I guess maybe I had been moaning or something. I don’t know what all I was doing, but I was doing something. But he said it, like, three more times, instead of good-bye, suddenly racked with anxiety: “Are you okay? Are you okay? Are you okay?”
21.
The rain had started. Fat dark drops, relentless out of a dark sky. I watched it come down from the balcony of the room.
It would have been nice to be able to say Sorry, boss, no idea. I can’t crack it. Move me on, I guess, or make good on your threat and send a van to pack me up and haul my ass back home to Bell’s.
But I knew.
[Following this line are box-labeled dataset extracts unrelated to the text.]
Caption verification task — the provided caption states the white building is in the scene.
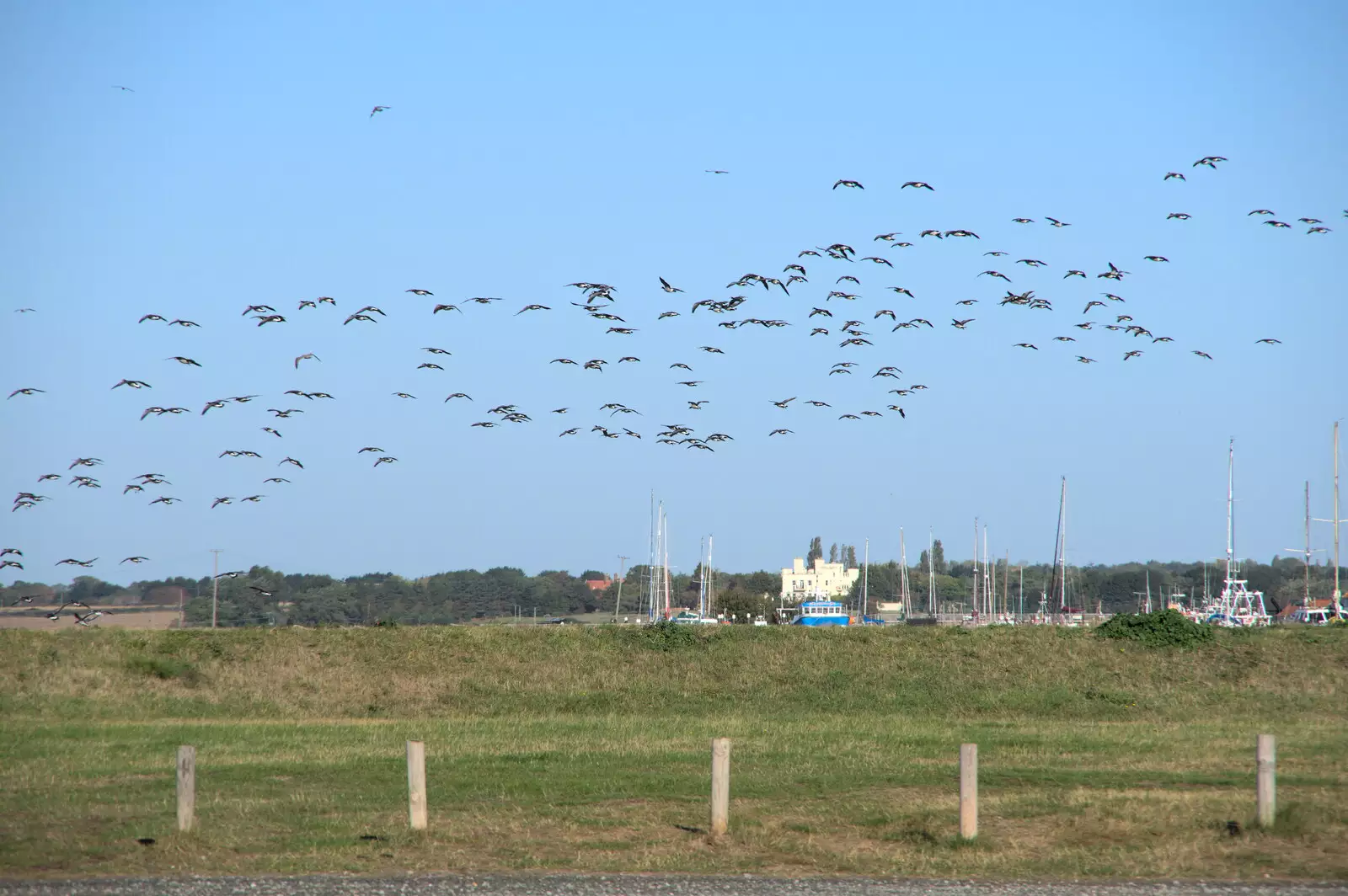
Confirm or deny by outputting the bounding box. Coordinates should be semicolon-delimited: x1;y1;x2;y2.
782;557;861;601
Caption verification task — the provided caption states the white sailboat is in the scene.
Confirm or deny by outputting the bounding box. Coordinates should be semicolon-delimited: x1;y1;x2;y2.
1202;440;1270;628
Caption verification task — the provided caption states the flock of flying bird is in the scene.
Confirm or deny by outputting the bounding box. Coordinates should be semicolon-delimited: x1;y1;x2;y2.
0;124;1348;609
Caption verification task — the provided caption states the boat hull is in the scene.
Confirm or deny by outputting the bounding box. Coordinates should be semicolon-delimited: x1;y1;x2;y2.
791;616;852;627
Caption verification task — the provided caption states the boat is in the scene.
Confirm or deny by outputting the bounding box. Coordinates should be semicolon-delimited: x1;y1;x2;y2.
1200;440;1270;628
669;609;719;625
791;600;852;627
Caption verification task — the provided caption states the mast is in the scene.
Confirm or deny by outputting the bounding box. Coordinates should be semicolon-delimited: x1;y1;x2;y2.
1060;476;1067;611
861;539;871;624
1002;550;1011;616
661;501;674;618
645;489;655;620
697;536;706;618
1330;420;1343;616
1227;438;1236;590
899;525;912;620
982;523;998;618
703;535;717;621
969;516;979;613
1303;480;1310;611
1043;476;1067;606
928;525;938;616
1316;420;1344;618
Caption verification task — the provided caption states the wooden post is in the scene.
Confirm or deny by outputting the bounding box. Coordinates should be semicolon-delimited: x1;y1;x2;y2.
712;737;730;837
960;744;979;840
1255;734;1278;829
407;741;426;831
178;746;197;831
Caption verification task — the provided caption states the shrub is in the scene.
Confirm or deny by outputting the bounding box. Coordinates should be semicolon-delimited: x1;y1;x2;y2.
126;656;200;685
1096;609;1213;647
620;620;701;652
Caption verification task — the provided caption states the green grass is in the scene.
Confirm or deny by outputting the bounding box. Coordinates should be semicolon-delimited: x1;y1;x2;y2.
0;627;1348;880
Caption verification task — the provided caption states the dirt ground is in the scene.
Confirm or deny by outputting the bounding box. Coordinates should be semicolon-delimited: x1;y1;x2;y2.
0;605;178;629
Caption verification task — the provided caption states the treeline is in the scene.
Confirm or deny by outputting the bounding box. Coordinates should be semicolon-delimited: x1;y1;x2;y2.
849;552;1348;613
0;566;614;627
0;541;1348;627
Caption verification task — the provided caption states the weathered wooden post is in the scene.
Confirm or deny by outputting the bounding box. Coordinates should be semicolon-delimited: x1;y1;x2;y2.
178;746;197;831
960;744;979;840
407;741;426;831
712;737;730;838
1255;734;1278;829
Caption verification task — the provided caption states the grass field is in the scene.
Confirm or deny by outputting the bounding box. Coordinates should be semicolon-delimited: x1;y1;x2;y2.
0;627;1348;880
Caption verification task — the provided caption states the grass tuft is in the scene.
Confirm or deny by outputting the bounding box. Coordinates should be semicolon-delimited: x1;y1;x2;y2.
0;627;1348;880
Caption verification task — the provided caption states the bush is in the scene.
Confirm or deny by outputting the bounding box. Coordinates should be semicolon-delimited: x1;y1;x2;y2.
618;620;703;652
126;656;201;685
1096;609;1213;647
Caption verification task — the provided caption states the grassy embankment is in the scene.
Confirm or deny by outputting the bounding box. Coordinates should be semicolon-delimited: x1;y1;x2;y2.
0;628;1348;880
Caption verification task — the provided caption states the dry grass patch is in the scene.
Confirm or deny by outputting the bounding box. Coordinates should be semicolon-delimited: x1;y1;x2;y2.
0;628;1348;880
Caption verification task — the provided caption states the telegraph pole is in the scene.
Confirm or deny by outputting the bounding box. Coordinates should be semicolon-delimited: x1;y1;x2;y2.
1316;420;1348;617
613;554;629;622
211;547;220;628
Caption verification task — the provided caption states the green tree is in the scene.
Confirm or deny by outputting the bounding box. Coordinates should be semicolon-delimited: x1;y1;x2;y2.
716;589;773;624
805;535;824;568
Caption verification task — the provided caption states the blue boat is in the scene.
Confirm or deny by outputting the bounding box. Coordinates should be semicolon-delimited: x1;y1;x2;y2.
791;601;852;625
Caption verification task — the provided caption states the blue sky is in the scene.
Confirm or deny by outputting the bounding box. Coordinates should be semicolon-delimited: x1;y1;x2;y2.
0;2;1348;581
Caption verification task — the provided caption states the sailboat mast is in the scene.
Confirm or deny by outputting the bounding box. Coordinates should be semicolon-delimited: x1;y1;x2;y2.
928;525;938;616
899;525;912;620
1002;551;1011;616
1060;476;1067;611
969;516;979;613
1227;440;1236;588
1019;566;1024;620
861;539;871;624
1332;420;1343;616
697;535;706;618
982;523;998;617
703;535;716;616
1043;476;1067;614
1303;480;1310;600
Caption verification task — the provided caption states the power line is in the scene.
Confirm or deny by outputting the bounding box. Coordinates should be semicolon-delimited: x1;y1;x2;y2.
211;547;221;628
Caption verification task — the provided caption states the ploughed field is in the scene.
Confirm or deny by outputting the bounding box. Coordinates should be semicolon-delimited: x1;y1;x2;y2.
0;627;1348;881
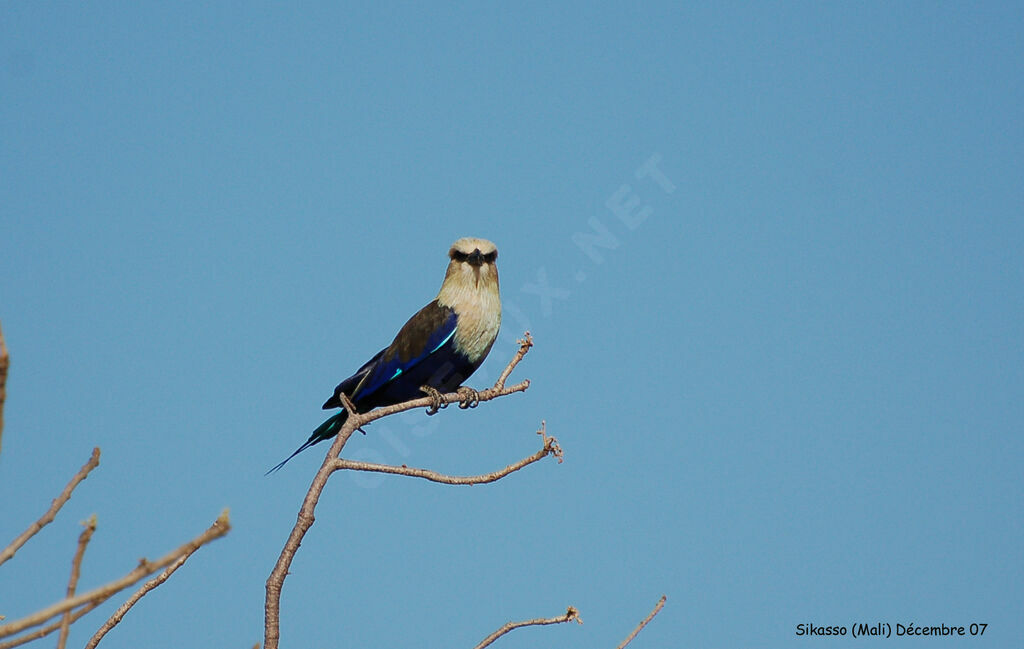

Goddamn me, I did.
The photograph was locked away with the rest of the file, but I could see it clear as looking at it: the delicate face, bemused expression, grief-stricken, scared. Oh, Jackdaw; oh, son; oh, poor lonely boy.
The rain was rushing down outside. Making up for all its timidity and teasing over the last few days. Coming down in sheets, in crashing torrents, pounding down onto the parking lot outside. Thunder rippled in a distant corner of the sky.
I took out my cell phone and took off Jim Dirkson’s glasses and folded them arm over arm and put them away, then I settled on the edge of the bed, holding my phone between my hands. One phone call.
The rain was a wall of gray.
This case had been building up in me, pushing against the barricades like rushing water, not only the case but the town, the girl, the memories, all these red-and-black memories, crashing in and pushing in on me since I got here, too. And why were these visions returning now, my old story flashing back to life, coming down out of the gray Indiana sky? Why now? Why—
I told myself I didn’t know, but I did; I had some inkling. I had some idea.
And now all of it would be over. One call to Maryland. Just make the fucking call.